J. In anticipation of the consummation of the Reorganization, the parties to this Agreement desire to modify the Strategic Agreements, the Product Agreements and the AAA Investment Documents and to provide for BBB's and JJJ's concurrence with and support of the transactions contemplated by the Reorganization.

NOW, THEREFORE, it is agreed as follows:

1. TERMINATION OF CERTAIN AGREEMENTS; NEW ARRANGEMENTS.

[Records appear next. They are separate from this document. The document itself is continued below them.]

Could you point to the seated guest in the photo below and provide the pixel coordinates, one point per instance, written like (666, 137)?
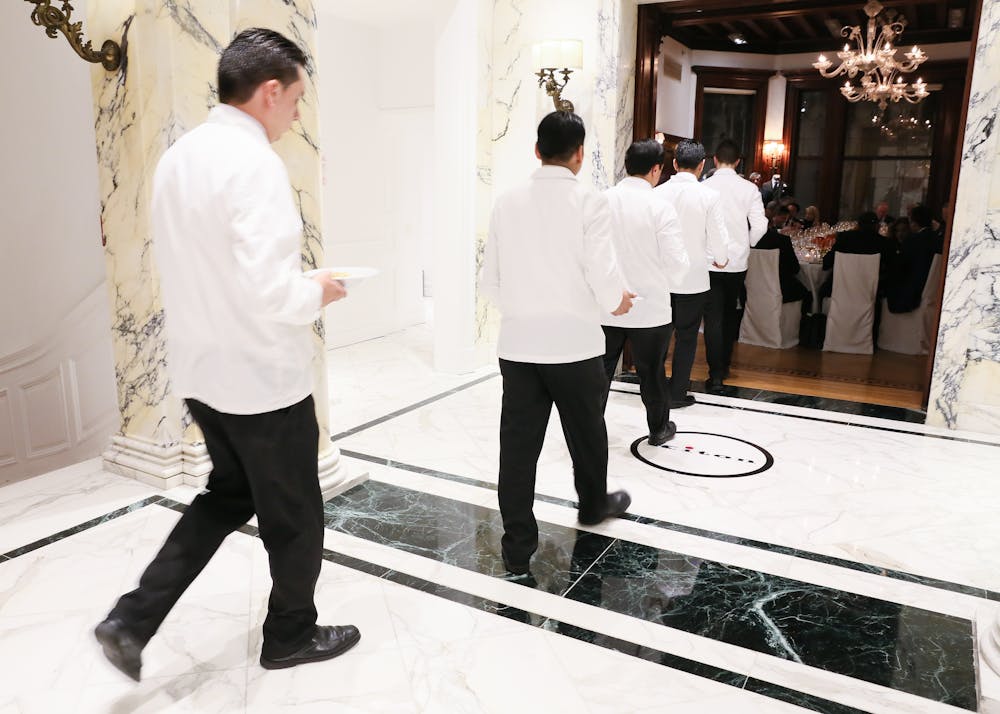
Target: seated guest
(913, 262)
(864, 241)
(811, 217)
(788, 264)
(882, 213)
(794, 212)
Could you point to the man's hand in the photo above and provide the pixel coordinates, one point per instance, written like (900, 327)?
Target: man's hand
(332, 289)
(626, 304)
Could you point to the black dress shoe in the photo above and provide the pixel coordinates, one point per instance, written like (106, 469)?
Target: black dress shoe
(685, 401)
(121, 647)
(618, 503)
(663, 435)
(515, 568)
(327, 642)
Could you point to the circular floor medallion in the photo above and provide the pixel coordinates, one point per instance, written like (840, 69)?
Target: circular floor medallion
(696, 453)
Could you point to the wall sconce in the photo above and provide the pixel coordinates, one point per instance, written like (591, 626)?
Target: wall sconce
(562, 56)
(56, 20)
(773, 151)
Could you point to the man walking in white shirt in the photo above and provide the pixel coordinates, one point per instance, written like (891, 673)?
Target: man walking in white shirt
(238, 316)
(550, 267)
(703, 229)
(745, 224)
(650, 251)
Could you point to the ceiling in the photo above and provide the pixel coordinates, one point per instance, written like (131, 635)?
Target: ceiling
(789, 26)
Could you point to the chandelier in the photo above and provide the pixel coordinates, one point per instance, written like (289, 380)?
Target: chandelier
(875, 60)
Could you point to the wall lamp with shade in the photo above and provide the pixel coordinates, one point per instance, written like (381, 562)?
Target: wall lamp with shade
(562, 57)
(773, 151)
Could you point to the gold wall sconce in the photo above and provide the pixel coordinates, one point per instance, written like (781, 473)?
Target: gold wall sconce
(56, 20)
(562, 57)
(773, 151)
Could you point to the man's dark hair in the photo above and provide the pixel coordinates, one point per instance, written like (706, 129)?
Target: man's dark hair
(642, 156)
(689, 154)
(727, 152)
(920, 215)
(560, 134)
(256, 56)
(868, 219)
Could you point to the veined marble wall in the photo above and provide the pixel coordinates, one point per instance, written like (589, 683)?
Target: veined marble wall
(165, 87)
(511, 103)
(965, 391)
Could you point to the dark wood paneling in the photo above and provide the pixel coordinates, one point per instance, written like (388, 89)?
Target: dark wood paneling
(730, 78)
(650, 34)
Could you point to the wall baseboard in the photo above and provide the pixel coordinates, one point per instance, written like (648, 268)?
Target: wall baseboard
(58, 402)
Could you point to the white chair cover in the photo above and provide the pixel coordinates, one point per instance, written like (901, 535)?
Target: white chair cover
(852, 305)
(909, 333)
(767, 322)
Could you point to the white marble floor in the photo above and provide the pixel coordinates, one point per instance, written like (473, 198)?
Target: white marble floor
(841, 505)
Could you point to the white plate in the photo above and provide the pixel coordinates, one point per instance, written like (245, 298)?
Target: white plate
(349, 275)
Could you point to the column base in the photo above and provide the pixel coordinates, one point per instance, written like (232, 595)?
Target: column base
(168, 466)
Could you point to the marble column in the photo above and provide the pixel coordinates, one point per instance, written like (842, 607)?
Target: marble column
(165, 87)
(965, 391)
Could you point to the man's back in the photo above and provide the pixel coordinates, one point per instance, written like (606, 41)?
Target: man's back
(744, 213)
(649, 249)
(551, 269)
(702, 228)
(226, 235)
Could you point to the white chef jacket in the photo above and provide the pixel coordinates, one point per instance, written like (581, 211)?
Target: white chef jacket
(650, 251)
(743, 210)
(227, 241)
(550, 267)
(703, 228)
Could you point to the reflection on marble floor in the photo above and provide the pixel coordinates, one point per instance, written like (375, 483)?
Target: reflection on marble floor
(920, 652)
(726, 611)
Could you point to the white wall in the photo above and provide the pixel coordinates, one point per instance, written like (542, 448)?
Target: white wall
(57, 390)
(50, 234)
(376, 114)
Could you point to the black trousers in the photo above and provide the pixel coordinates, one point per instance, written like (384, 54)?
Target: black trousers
(649, 351)
(263, 464)
(529, 390)
(688, 311)
(722, 320)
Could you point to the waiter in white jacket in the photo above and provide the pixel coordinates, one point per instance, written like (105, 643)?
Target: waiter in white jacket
(743, 210)
(550, 267)
(650, 251)
(703, 228)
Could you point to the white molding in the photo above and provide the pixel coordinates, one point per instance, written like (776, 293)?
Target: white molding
(95, 301)
(54, 375)
(11, 458)
(77, 355)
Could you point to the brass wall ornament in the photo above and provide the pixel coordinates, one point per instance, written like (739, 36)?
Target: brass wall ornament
(553, 87)
(56, 20)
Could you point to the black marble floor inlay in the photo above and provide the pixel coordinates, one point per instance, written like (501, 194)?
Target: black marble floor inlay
(804, 400)
(665, 659)
(704, 533)
(909, 649)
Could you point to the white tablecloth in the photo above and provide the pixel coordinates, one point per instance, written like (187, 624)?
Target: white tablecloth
(813, 276)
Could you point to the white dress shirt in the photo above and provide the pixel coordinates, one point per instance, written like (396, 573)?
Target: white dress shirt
(703, 228)
(650, 251)
(744, 213)
(227, 239)
(550, 267)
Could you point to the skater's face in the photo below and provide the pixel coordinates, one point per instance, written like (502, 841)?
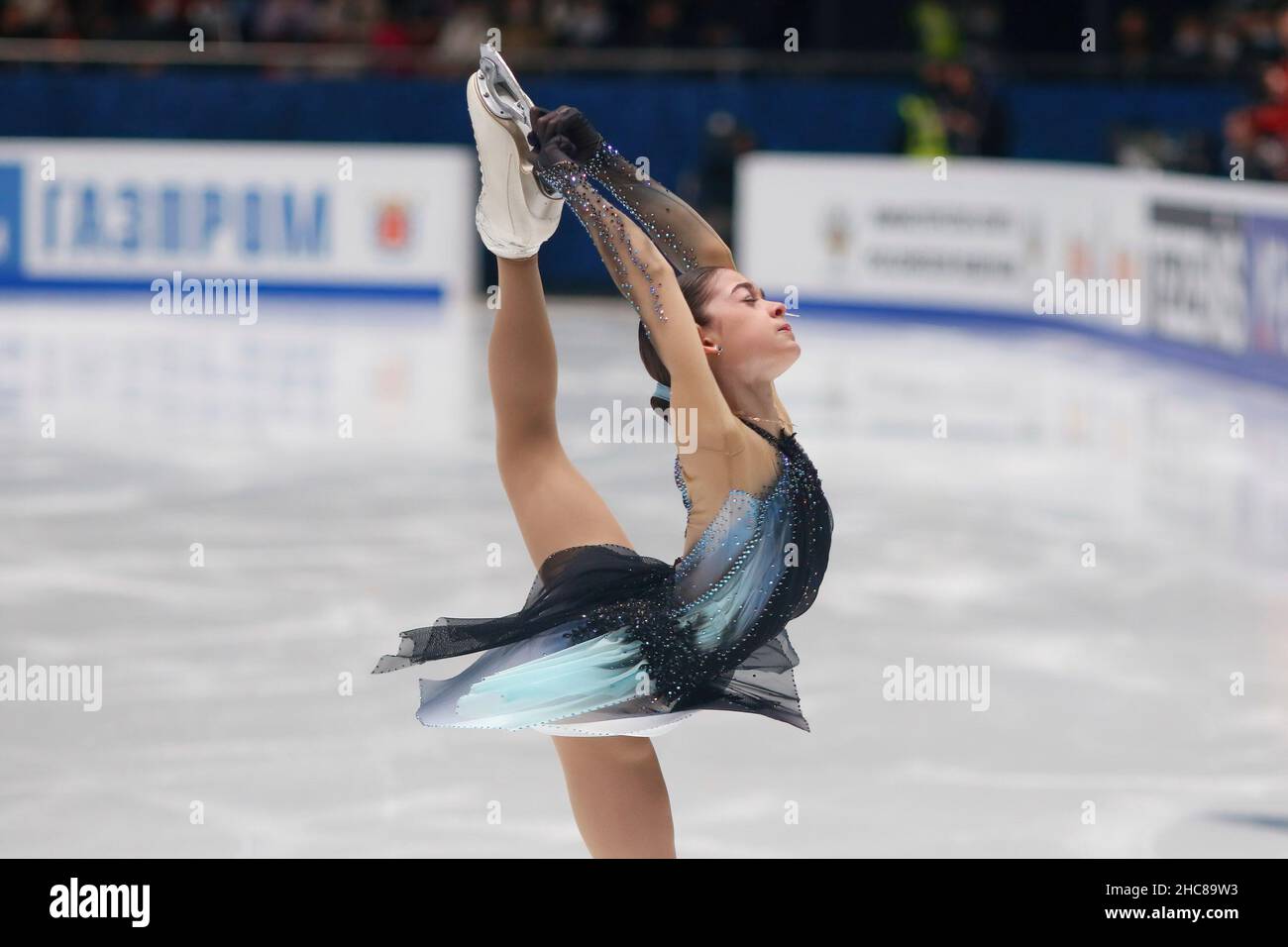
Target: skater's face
(751, 331)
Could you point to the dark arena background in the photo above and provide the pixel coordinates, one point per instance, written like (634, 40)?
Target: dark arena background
(1038, 262)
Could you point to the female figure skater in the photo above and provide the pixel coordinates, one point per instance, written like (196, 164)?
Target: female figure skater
(610, 646)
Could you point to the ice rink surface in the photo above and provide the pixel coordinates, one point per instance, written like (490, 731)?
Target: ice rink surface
(227, 685)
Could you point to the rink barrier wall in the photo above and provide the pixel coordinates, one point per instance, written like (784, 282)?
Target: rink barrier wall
(666, 119)
(884, 237)
(333, 219)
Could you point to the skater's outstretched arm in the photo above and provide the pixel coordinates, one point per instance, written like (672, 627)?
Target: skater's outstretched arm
(678, 230)
(645, 278)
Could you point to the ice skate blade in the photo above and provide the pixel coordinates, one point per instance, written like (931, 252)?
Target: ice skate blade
(501, 91)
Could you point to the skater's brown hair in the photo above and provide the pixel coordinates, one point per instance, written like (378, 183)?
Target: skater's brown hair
(696, 286)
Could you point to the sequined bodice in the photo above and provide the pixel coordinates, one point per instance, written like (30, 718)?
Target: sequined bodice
(755, 543)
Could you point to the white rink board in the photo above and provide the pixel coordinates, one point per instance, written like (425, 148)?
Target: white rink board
(857, 231)
(313, 217)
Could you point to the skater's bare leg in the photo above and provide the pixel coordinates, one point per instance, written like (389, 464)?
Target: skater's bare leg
(614, 784)
(618, 796)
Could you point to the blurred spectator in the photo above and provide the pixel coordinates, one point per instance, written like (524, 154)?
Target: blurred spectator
(1260, 134)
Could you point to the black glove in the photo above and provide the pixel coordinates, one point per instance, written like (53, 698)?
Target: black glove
(561, 136)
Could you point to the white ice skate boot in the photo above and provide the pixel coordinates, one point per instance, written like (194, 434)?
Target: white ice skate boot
(514, 214)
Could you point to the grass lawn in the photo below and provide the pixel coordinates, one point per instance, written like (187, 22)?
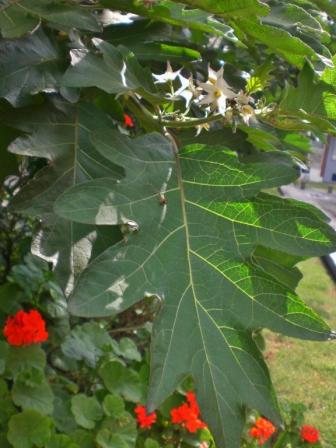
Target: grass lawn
(305, 371)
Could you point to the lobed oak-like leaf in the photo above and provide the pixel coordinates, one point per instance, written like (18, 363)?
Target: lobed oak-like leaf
(205, 236)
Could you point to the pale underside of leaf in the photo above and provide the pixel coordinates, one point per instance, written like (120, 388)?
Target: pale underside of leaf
(195, 253)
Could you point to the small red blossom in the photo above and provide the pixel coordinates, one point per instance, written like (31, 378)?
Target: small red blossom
(309, 434)
(145, 420)
(25, 328)
(187, 414)
(128, 122)
(262, 430)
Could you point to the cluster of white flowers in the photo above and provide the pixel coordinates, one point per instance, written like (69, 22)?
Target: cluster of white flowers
(215, 94)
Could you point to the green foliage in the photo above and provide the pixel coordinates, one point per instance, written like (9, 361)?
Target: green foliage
(149, 227)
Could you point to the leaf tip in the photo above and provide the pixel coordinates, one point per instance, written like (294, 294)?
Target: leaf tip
(332, 335)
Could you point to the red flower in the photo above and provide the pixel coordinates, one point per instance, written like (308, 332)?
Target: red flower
(187, 414)
(309, 434)
(262, 430)
(25, 328)
(128, 122)
(145, 420)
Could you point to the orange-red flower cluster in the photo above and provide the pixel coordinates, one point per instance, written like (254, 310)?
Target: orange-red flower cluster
(25, 328)
(309, 434)
(145, 420)
(187, 414)
(262, 430)
(128, 122)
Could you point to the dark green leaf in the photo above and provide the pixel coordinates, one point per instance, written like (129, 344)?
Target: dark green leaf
(315, 109)
(114, 69)
(28, 66)
(122, 380)
(87, 342)
(117, 433)
(30, 429)
(175, 14)
(113, 405)
(29, 392)
(213, 294)
(21, 17)
(86, 410)
(231, 8)
(61, 441)
(22, 358)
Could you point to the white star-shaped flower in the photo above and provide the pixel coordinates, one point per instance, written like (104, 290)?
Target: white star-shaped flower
(168, 75)
(188, 90)
(218, 91)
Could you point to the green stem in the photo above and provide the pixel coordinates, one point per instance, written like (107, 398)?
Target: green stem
(191, 122)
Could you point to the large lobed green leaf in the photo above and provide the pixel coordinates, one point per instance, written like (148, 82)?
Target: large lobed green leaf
(205, 236)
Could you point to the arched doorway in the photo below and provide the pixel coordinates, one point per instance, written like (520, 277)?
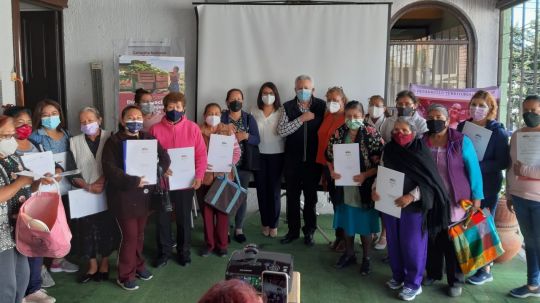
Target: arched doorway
(431, 43)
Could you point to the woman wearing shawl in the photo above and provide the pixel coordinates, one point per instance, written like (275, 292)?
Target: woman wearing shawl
(424, 208)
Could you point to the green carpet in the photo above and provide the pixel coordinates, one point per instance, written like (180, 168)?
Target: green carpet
(320, 281)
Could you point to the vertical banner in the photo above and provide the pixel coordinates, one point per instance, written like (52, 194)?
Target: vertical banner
(158, 75)
(455, 100)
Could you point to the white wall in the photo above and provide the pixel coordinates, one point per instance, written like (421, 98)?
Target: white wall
(6, 53)
(91, 27)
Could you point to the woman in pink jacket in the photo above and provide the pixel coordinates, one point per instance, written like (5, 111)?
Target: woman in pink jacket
(176, 131)
(216, 223)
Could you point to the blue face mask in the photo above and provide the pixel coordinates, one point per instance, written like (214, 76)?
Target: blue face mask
(134, 126)
(174, 115)
(303, 95)
(51, 122)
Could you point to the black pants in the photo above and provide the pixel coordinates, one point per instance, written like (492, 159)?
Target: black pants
(183, 203)
(268, 179)
(441, 253)
(302, 177)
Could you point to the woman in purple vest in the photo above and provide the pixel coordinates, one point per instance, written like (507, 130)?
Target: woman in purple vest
(459, 169)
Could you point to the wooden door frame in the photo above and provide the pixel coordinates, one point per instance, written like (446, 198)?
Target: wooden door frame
(58, 5)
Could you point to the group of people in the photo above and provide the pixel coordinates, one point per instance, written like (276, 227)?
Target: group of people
(296, 140)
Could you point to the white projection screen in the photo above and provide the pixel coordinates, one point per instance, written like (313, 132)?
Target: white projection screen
(244, 45)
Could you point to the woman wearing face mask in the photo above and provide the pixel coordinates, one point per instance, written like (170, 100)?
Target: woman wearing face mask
(50, 135)
(99, 232)
(355, 213)
(424, 208)
(272, 148)
(128, 197)
(333, 119)
(406, 104)
(483, 111)
(376, 112)
(523, 197)
(458, 167)
(39, 275)
(247, 132)
(176, 131)
(14, 191)
(151, 116)
(216, 223)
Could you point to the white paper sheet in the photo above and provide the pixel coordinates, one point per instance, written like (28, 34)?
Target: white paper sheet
(347, 163)
(182, 167)
(220, 153)
(528, 148)
(479, 136)
(389, 187)
(39, 163)
(141, 159)
(83, 203)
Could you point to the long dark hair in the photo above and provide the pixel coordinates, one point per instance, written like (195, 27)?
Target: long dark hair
(272, 86)
(36, 119)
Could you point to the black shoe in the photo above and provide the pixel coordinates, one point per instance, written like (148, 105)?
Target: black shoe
(240, 238)
(308, 240)
(89, 277)
(288, 239)
(184, 261)
(161, 261)
(345, 260)
(222, 253)
(205, 252)
(365, 268)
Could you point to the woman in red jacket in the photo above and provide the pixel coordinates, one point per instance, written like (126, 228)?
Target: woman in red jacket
(176, 131)
(129, 197)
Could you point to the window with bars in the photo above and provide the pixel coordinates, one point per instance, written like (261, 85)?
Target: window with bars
(519, 58)
(429, 45)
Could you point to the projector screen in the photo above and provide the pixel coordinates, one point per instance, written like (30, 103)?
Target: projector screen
(244, 45)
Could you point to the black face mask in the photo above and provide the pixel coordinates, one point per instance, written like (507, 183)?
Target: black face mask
(405, 111)
(235, 106)
(435, 126)
(531, 119)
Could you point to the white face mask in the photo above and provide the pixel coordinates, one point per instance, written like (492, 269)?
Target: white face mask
(213, 120)
(268, 99)
(333, 106)
(8, 147)
(375, 111)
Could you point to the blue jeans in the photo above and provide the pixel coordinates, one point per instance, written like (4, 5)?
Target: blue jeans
(528, 214)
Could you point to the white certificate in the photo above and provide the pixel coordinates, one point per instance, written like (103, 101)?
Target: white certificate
(39, 163)
(389, 187)
(528, 148)
(479, 136)
(182, 167)
(141, 159)
(220, 153)
(83, 203)
(347, 163)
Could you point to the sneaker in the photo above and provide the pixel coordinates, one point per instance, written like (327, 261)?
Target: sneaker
(480, 277)
(409, 294)
(144, 275)
(524, 292)
(455, 291)
(39, 296)
(394, 285)
(46, 279)
(381, 244)
(128, 285)
(64, 266)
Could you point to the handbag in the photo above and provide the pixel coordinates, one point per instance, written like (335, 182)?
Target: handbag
(42, 229)
(252, 156)
(475, 238)
(226, 195)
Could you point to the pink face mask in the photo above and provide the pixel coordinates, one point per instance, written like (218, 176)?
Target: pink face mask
(478, 113)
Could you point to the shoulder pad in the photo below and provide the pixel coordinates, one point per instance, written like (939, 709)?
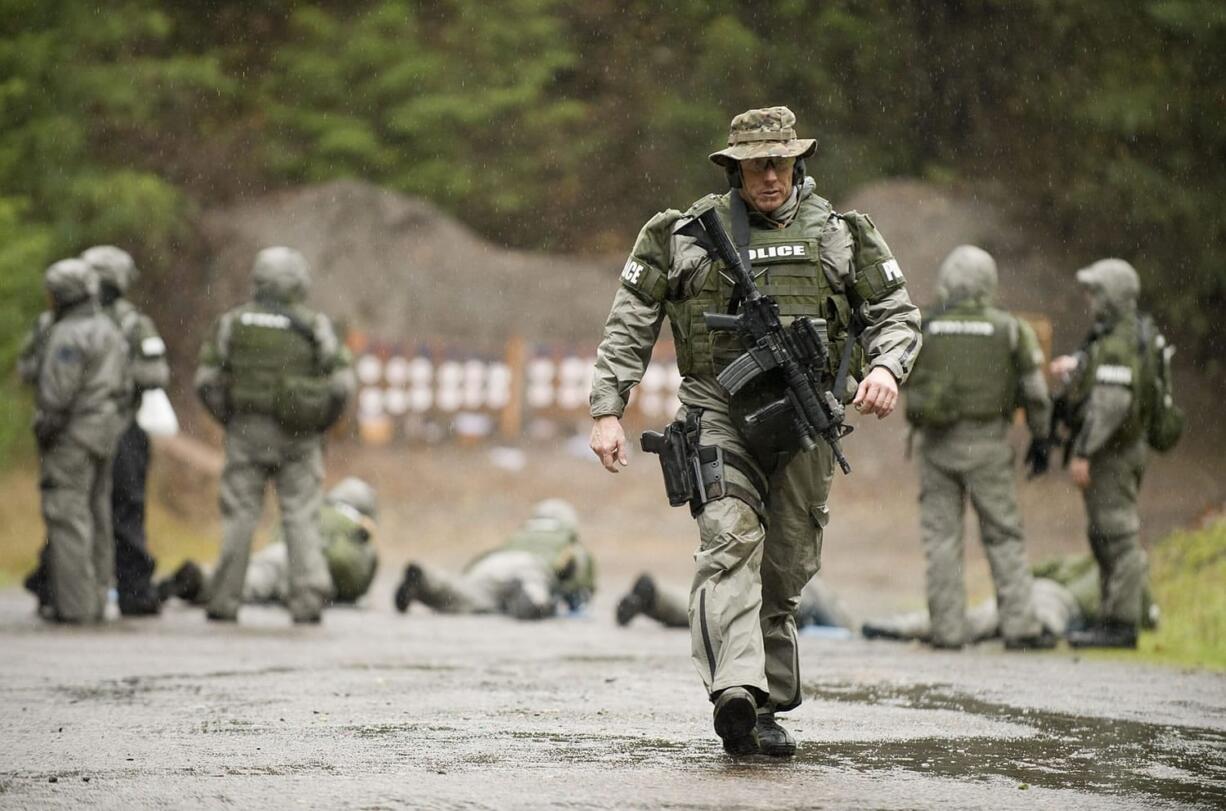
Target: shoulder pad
(646, 271)
(877, 271)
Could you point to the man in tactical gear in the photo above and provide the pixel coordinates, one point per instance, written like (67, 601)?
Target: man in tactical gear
(347, 524)
(978, 364)
(541, 565)
(276, 376)
(670, 607)
(760, 540)
(1102, 385)
(1066, 600)
(83, 386)
(148, 370)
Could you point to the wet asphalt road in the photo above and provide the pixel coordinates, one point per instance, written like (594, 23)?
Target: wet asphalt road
(374, 709)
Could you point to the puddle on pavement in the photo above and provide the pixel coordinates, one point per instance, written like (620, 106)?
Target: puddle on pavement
(1066, 751)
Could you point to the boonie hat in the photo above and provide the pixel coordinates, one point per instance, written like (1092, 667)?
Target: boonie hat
(766, 132)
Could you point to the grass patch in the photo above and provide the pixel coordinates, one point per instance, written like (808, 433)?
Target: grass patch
(172, 537)
(1188, 580)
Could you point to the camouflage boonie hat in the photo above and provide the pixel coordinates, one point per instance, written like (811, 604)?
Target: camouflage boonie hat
(768, 132)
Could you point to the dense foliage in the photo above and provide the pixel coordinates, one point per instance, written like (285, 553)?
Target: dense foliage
(548, 124)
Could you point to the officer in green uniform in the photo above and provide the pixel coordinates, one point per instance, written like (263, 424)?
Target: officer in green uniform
(670, 607)
(148, 369)
(275, 375)
(1104, 380)
(541, 565)
(82, 388)
(1066, 600)
(978, 364)
(761, 542)
(347, 524)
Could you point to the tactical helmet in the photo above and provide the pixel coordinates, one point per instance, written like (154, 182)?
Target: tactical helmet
(969, 272)
(70, 281)
(1113, 286)
(558, 510)
(357, 494)
(281, 275)
(113, 265)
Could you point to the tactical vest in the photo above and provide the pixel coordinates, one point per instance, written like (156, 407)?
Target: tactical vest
(787, 267)
(1115, 359)
(266, 347)
(965, 369)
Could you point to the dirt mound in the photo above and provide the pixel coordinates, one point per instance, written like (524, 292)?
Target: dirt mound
(400, 270)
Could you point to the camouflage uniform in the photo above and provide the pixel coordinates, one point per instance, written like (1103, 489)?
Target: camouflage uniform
(757, 550)
(347, 524)
(540, 565)
(1110, 433)
(82, 386)
(670, 607)
(275, 375)
(978, 363)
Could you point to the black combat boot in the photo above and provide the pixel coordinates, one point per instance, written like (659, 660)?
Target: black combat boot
(772, 739)
(186, 583)
(638, 600)
(1108, 633)
(410, 587)
(736, 720)
(142, 602)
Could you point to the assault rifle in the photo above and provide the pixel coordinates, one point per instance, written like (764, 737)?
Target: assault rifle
(798, 352)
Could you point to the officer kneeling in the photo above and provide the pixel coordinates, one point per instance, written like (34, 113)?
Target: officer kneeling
(276, 376)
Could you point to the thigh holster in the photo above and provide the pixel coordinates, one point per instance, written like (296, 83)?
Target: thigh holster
(695, 473)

1.1. TERMINATION OF STRATEGIC AGREEMENTS; NEW STRATEGIC ARRANGEMENTS. The parties to this Agreement include all of the parties to each of the Strategic Agreements. As of the date of this Agreement, each of the Strategic Agreements shall be, without the need for any further action on the part of any party, terminated and shall be of no further force and effect. No party to any Strategic Agreement shall have any further rights or obligations with respect to such Strategic Agreement or be required from and after the termination thereof pursuant to this Section 1.1, to take, or refrain from taking, any action whatsoever pursuant to such Strategic Agreement. In lieu of the Strategic Agreements, AAA and KKK hereby agree to the provisions set forth on EXHIBIT 1.1 which shall become effective as of the date hereof.

Except as set forth in EXHIBIT 1.1, as of the date of this Agreement, each party hereby fully releases the other party from any and all obligations, and agrees not to seek any costs, damages or other compensation from the other party under any legal theory including, without limitation, breach of contract, breach of warranty, restitution or quantum meruit, arising from the Strategic Agreements or termination thereof.

1.2. TERMINATION OF PRODUCT AGREEMENTS; NEW PRODUCT ARRANGEMENTS. The parties to this Agreement include all of the parties to each of the Product Agreements. As of the date of this Agreement, each of the Product Agreements shall be, without the need for any further action on the part of any party, terminated and shall be of no further force and effect. No party to any Product Agreement shall have any further rights or obligations with respect to such Product Agreement or be required from and after the termination thereof pursuant to this Section 1.2, to take, or refrain from taking, any action whatsoever pursuant to such Product Agreement. In lieu of the Product Agreements, AAA and KKK hereby agree to the provisions set forth on EXHIBIT 1.2, which shall become effective as of the date this Agreement is entered into.